Getting the right treatment at the right time is part of it, but good healthcare is so much more than just good quality treatment.
It comes down to compassion. And compassion has not always been given the importance it deserves.
It has been argued that in a culture of targets, based on clinical and financial outcomes, compassion has taken a backseat. But this is changing.
Recently, I spent some time in hospital with a very ill relative. The team caring for him were excellent but it wasn't just about what they did, it was the way that they did it.
It was the way the nurse sat with him and spoke reassuringly when he was confused. It was the way the senior doctor in charge took time to sit down with our family, listen to us and answer all our questions. It was the way the cleaner made a point of changing the noisy metal bins quietly when he was sleeping. And it was the way, on a particularly hot day, one of the nurses searched around and found an extra fan for his room to keep him comfortable.

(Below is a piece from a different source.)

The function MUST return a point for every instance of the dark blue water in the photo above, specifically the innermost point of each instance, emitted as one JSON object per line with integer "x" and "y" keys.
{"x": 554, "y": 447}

This was in stark contrast to some of the wards we had experienced in the past. And it made all the difference.
Bringing about a culture change to make the quality of care as important as the quality of treatment across the whole health and care system has become a top priority. And we’ve been thinking about how digital engagement might be useful in supporting this agenda.
One of the things we’ve done is start to showcase some of the work on compassionate care
We’ve started by setting out what the government is doing to support this culture change, highlighting what others are saying about compassionate care, both good and bad, and pointing to some interesting and exciting projects already underway.
There is already a great deal of interesting digital discussion taking place about compassionate care. I’m hoping to highlight more examples of what good compassionate care looks like and the difference it makes to patients, and staff. It’s a work in progress so I’d be interested to hear your ideas.
From my time in hospital, there are lots of things I remember. It was a difficult time. But I can honestly say that the compassion and kindness of the staff has stuck with me, and is remembered and talked about by all my family.
I am really excited to see compassion in care getting the recognition it deserves. And I hope our work in the digital team can help build on this over the coming months.